The 2.6% increase on the electricity generated by renewables in the first quarter of 2014 was mostly as a result of increased capacity, according to the Department of Energy and Climate Change (DECC), which also noted that wind speeds were slightly slower and rainfall marginally higher, impacting wind and hydro respectively (see below).
Renewable electricity generated a record 21.1 TWh in Q1’2015, an increase of 15% over the 18.4 TWh of Q1’2014 (see below).
More specifically, renewable electricity generation in the first quarter of 2015 was led by onshore and offshore wind, as well as plant biomass. Onshore wind generated 7,001 GWh of electricity, followed by offshore wind with 4,662 GWh, and plant biomass in third with 4,322 GWh. Hydro is worthy of mention, generating 2,007 GWh. Solar PV only managed to generate 761 GWh for the quarter, but let’s put that down to stereotypical England weather.

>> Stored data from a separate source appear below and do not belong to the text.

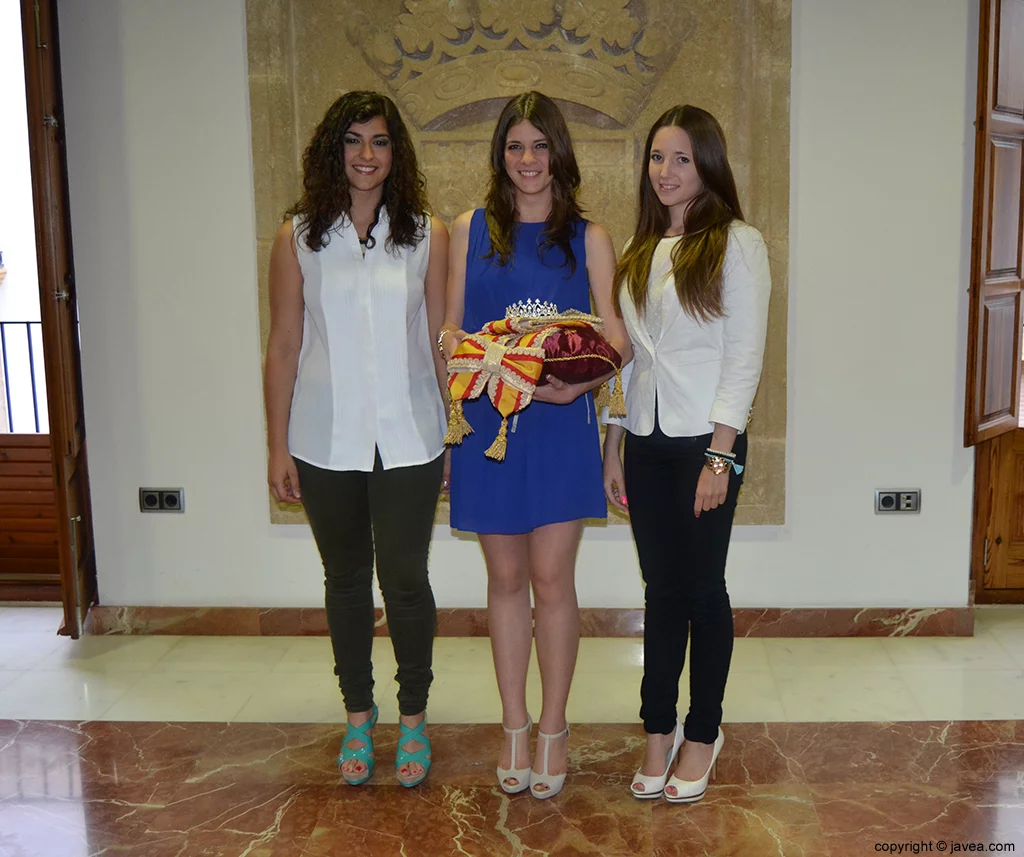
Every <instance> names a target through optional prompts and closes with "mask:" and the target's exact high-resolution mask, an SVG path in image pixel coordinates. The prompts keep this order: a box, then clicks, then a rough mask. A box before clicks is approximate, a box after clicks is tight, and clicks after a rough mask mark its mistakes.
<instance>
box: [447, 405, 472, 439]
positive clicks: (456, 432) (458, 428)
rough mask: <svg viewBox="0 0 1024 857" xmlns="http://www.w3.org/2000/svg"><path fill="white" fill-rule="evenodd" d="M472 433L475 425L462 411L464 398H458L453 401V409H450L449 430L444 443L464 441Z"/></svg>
mask: <svg viewBox="0 0 1024 857" xmlns="http://www.w3.org/2000/svg"><path fill="white" fill-rule="evenodd" d="M472 433H473V427H472V426H471V425H470V424H469V421H468V420H467V419H466V415H465V414H464V413H463V411H462V399H461V398H457V399H456V400H455V401H453V402H452V409H451V411H449V430H447V434H445V435H444V443H445V445H449V446H451V445H454V444H457V443H462V440H463V438H464V437H465V436H466V435H467V434H472Z"/></svg>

Renewable electricity capacity reached 26.4 GW in the first quarter, spearheaded by onshore and offshore wind, as well as solar PV. Onshore wind has a cumulative capacity of 8,850 GW, a 12.1% increase on a year earlier. Offshore wind has a cumulative capacity of 4,749 GW, with an impressive 26.2% growth YoY, while solar PV jumped a whopping 64%, reaching 6,823 GW.
These figures come at an important time for the renewable energy industry in the UK, which is currently looking to fight the Government’s own attempts to scale back its financial support for the sector. These increasing record figures could represent an important argument for continuing financial aid for the renewable energy sector, at the same time as the Government is subsidizing fossil fuel energy.